带矢量化的OpenCL代码就像这样
short8 x0, x1, x2, x3, x4, x5, x6, x7, m[8];
x0 = convert_short8(vload8(0, Org + 0 * Stride));
x1 = convert_short8(vload8(0, Org + 1 * Stride));
x2 = convert_short8(vload8(0, Org + 2 * Stride));
x3 = convert_short8(vload8(0, Org + 3 * Stride));
x4 = convert_short8(vload8(0, Org + 4 * Stride));
x5 = convert_short8(vload8(0, Org + 5 * Stride));
x6 = convert_short8(vload8(0, Org + 6 * Stride));
x7 = convert_short8(vload8(0, Org + 7 * Stride));
m[0] = x0 + x4;
m[1] = x1 + x5;
m[2] = x2 + x6;
m[3] = x3 + x7;
m[4] = x0 - x4;
m[5] = x1 - x5;
m[6] = x2 - x6;
m[7] = x3 - x7;
现在我尝试使用带有块读取的英特尔OpenCL子组扩展来重写上述逻辑。
int8 iO;
uint8 block1,block2;
int2 coordA;
coordA = int2(0,0);
block1 = intel_sub_group_block_read8(Org, coordA);
coordA.x += 4;
block2 = intel_sub_group_block_read8(Org, coordA);
for (int i = 0 ; i < 8; i++)
{
iO.lo = convert_int4(as_uchar4(((uint*)(&block1))[i]));
iO.hi = convert_int4(as_uchar4(((uint*)(&block2))[i]));
// Do computations here
}
我在这里阅读2个8行的块,类型为uint。
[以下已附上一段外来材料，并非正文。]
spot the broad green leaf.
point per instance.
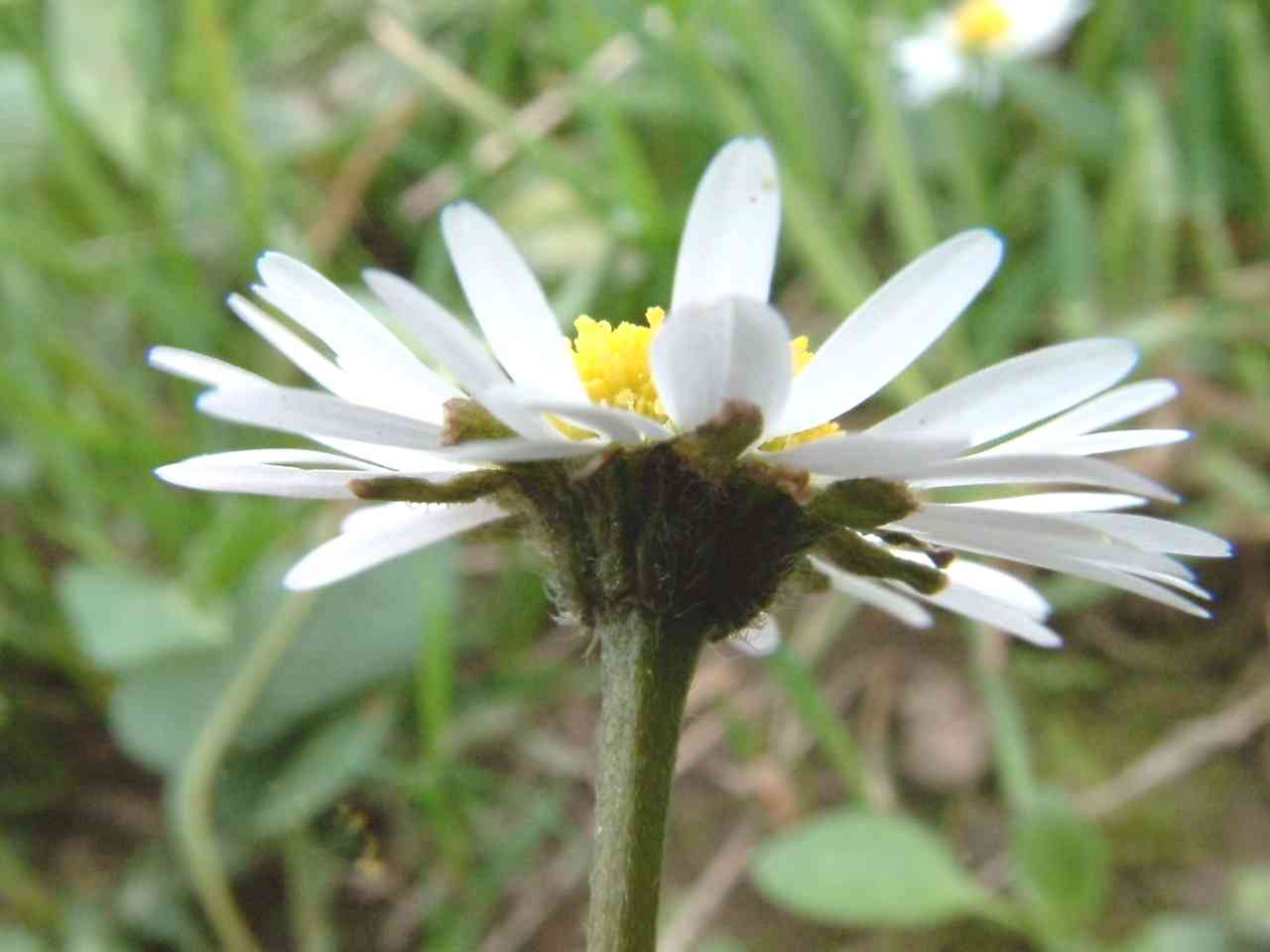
(357, 634)
(322, 769)
(1175, 933)
(1062, 865)
(851, 867)
(123, 620)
在对uchar进行类型转换时,我得到2个8x4数据块,这实际上是uchar类型数据的8x8块。但是上述方法的问题在于它将创建具有行主要顺序的数据的工作项。因此,如果我尝试执行m[0] = x0 + x4之类的计算,则无法将x0和x4放在不同的工作项中。因此,我能想到的另一种方法是将数据按列主要顺序存储在工作项中。因此,我将使用垂直线程而不是水平线程。但是我无法弄清楚如何去做。